Jane Fitch, past president of the American Society of Anesthesiologists. explains the gender gap as a phenomena that is narrowing and closing over time. “But,” she emphasizes, “ we’re not there yet.” What research, reports, and statistics can’t account for is authentic response from female doctors.
To understand how to “close the gender gap,” we must understand qualitative experiences, such as a doctor’s work/life balance, where a doctor went to medical school, and details about a hospital she works. There are reasons besides unequal pay that deserve attention.
Female anesthesiologists are significantly more likely to work for an individual hospital and to be paid a flat salary rather than for each service performed, which often means getting paid less. However, it allows for a more flexible lifestyle and better working hours. This desire to work more flexible hours reflects the pattern of academics at medical school turning to clinical positions.

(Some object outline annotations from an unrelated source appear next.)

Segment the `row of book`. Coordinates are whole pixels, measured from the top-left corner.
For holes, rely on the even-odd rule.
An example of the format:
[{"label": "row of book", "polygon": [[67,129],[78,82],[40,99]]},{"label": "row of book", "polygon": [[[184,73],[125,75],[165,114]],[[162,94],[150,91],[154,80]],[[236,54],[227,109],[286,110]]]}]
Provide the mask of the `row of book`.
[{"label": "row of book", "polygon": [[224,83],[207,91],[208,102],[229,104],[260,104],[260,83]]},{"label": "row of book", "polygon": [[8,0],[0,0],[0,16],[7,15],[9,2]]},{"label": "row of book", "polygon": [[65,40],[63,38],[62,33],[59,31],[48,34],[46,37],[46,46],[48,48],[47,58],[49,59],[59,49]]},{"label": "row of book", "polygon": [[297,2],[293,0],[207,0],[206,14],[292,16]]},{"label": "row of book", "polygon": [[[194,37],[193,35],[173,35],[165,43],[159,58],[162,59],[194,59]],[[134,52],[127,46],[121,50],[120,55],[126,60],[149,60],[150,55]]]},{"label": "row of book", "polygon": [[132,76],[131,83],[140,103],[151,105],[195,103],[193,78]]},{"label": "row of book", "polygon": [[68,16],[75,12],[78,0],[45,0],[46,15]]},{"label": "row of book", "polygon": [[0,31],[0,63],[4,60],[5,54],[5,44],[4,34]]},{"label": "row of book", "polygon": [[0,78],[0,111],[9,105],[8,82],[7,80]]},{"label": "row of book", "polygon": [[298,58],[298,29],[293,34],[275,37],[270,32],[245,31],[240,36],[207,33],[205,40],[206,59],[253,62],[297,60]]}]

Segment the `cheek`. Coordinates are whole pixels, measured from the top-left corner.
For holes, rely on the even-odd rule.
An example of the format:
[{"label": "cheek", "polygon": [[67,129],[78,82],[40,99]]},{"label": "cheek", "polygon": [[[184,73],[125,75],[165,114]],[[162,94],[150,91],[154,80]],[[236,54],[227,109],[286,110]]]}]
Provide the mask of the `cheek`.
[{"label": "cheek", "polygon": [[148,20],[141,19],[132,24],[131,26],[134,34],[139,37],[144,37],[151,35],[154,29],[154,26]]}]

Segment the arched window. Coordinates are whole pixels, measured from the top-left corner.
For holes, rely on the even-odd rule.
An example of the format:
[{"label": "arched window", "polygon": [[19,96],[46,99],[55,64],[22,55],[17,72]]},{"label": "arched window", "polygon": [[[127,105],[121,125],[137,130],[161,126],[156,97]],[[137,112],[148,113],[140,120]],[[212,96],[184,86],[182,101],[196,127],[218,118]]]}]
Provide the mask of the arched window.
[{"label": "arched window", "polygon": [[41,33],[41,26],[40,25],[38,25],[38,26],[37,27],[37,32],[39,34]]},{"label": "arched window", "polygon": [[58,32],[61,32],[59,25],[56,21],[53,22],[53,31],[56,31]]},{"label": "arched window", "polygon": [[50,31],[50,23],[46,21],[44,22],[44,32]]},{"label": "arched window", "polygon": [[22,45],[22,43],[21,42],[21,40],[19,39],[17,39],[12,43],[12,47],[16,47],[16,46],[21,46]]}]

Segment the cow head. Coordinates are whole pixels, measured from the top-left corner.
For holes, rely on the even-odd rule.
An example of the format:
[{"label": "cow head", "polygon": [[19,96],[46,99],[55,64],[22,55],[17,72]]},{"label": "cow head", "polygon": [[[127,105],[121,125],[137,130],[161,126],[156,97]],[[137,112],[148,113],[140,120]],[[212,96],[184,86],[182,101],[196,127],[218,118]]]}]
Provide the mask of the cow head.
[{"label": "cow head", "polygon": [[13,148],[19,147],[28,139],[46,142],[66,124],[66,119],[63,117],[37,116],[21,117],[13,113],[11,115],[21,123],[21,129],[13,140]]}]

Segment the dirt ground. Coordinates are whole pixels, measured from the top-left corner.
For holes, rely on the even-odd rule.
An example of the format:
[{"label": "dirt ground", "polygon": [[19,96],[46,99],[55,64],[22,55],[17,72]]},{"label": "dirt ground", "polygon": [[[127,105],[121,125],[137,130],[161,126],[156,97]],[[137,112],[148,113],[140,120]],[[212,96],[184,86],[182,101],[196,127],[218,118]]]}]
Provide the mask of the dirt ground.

Women are three times as likely to work part-time, compared with men, and work on average six fewer hours per week with married female anesthesiologists worked, on average, less than married men.
Despite, or maybe in light of these difference, each doctor is integral to the medical community. Recognizing their unique talents contributes to the success of the community as a whole. Yes, it’s important to pay female doctors the same salary as men. To close the gender gap in the medical word, we also have to be sensitive to each and everyone’s career aspirations and challenges that may arise. We became doctors because we wanted to make the world a happier, healthier place. That begins with treating women equally.